Crustal stress estimation in the Himalayan wedge

Quantitative estimates of crustal stress magnitude and orientation are hard to come by. On the other hand, geodesy is providing an increasingly accurate picture of global tectonic motions. Field and laboratory analyses contribute fault slip rates and exhumation rates. Seismology yields estimates of stress from moment tensor analyses. I am working to combine these data sources with geometrically accurate elastic boundary element models to estimate the crustal stress field and the driving forces behind those stresses – for example, mantle tractions on the base of the crust.

Currently, I am applying these methods to the Himalayan wedge in the vicinity of the 2015 Nepal earthquake. In the past, Coulomb wedge and elastic wedge models provided a qualitative picture of these stresses and the growth of mountain belts over long time scales. My work will make these models quantitative by constraining geometrically realistic wedge models with geodetic and geologic observations. An improved image of the stress in the crust will help answer several questions about active tectonics in the Himalayas. Are stress drops low or high compared to total stress? Is it reasonable that some stress in the Himalayas might be released as plastic strain rather than fault slip? What fault slip rates and directions are consistent with different hypotheses concerning the tectonic driving forces?

HRF principal stresses Principal stress orientations in a cross section of the Himalayan wedge including a frictional detachment and one internal MCT-like fault.

Longmen Shan fault geometry and slip rates

GRL article.

The Longmen Shan is the steepest topographic front at the India‐Asia collision zone and the site of the Mw 7.9 Wenchuan earthquake. To explain the interseismic GPS velocities across the greater Longmen Shan region, we developed a boundary element model including earthquake cycle effects, topography, the westward dipping Beichuan Fault and a ∼20 km deep, shallowly dipping, detachment, inferred from observed afterslip and from structural considerations. Prior analyses which had neglected the detachment and earthquake cycle effects found shortening rates near zero. In contrast, we found that interseismic GPS data are consistent with a shortening rate of 5.7±1.5mm/yr and maximum surface slip‐deficit rate of 9.5±2.5mm/yr. This model unifies the interpretation of geodetic deformation throughout the earthquake cycle and suggests that the Longmen Shan is an active fold‐and‐thrust belt with Wenchuan‐like recurrence intervals as short as 600 years.

A cross section of the Longmen Shan showing model-predicted velocities. Positive velocity is to the right/southwest.

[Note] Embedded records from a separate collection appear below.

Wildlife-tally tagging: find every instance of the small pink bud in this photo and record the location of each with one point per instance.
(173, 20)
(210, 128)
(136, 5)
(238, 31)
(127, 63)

Powerful and efficient boundary element software

Our tectonic and earthquake cycle research is supported by development of elastic boundary element software. This has required investigations into the best approaches for a wide range of computational and mathematical tasks: singular integration of Green’s functions, approximation of farfield Green’s function interactions with the fast multipole method, flexible treatment of equality and inequality constraints, and a big dose of computational geometry. These are a just a few of the components of this effort. This new software will be able to model arbitrary geometries including surface topography, complex data-derived fault geometries, and material boundaries. Models with millions of elements will be possible in two or three dimensions. Exciting!

A visualization of the structure in a boundary element matrix with rotational symmetry.

Taskloaf: Dynamic distributed task parallelism

Taskloaf GitHub page

Task-based parallelism enables running complex parallel computations by describing them as a graph of tasks. Shared memory task-based parallelism has become an important tool as demonstrated by tools like Intel TBB, Cilk, and OpenMP v3. But, distributed memory task-based parallelism systems is still heavily researched to determine the most usable, efficient and scalable approach. Instead of waiting for the future holy grail of distributed task parallelism, I designed Taskloaf while visiting Oak Ridge National Lab in Fall 2015. Taskloaf is a minimal but reasonably efficient and scalable task parallelism library. A primary goal with the library was to keep it small and easy to maintain. The codebase has less than 2k lines of code so that a skilled C++ programmer can learn the inner workings of the entire library in a day. The interface is based around futures, a time-tested parallelism primitive. I use Taskloaf to parallelize my boundary element software.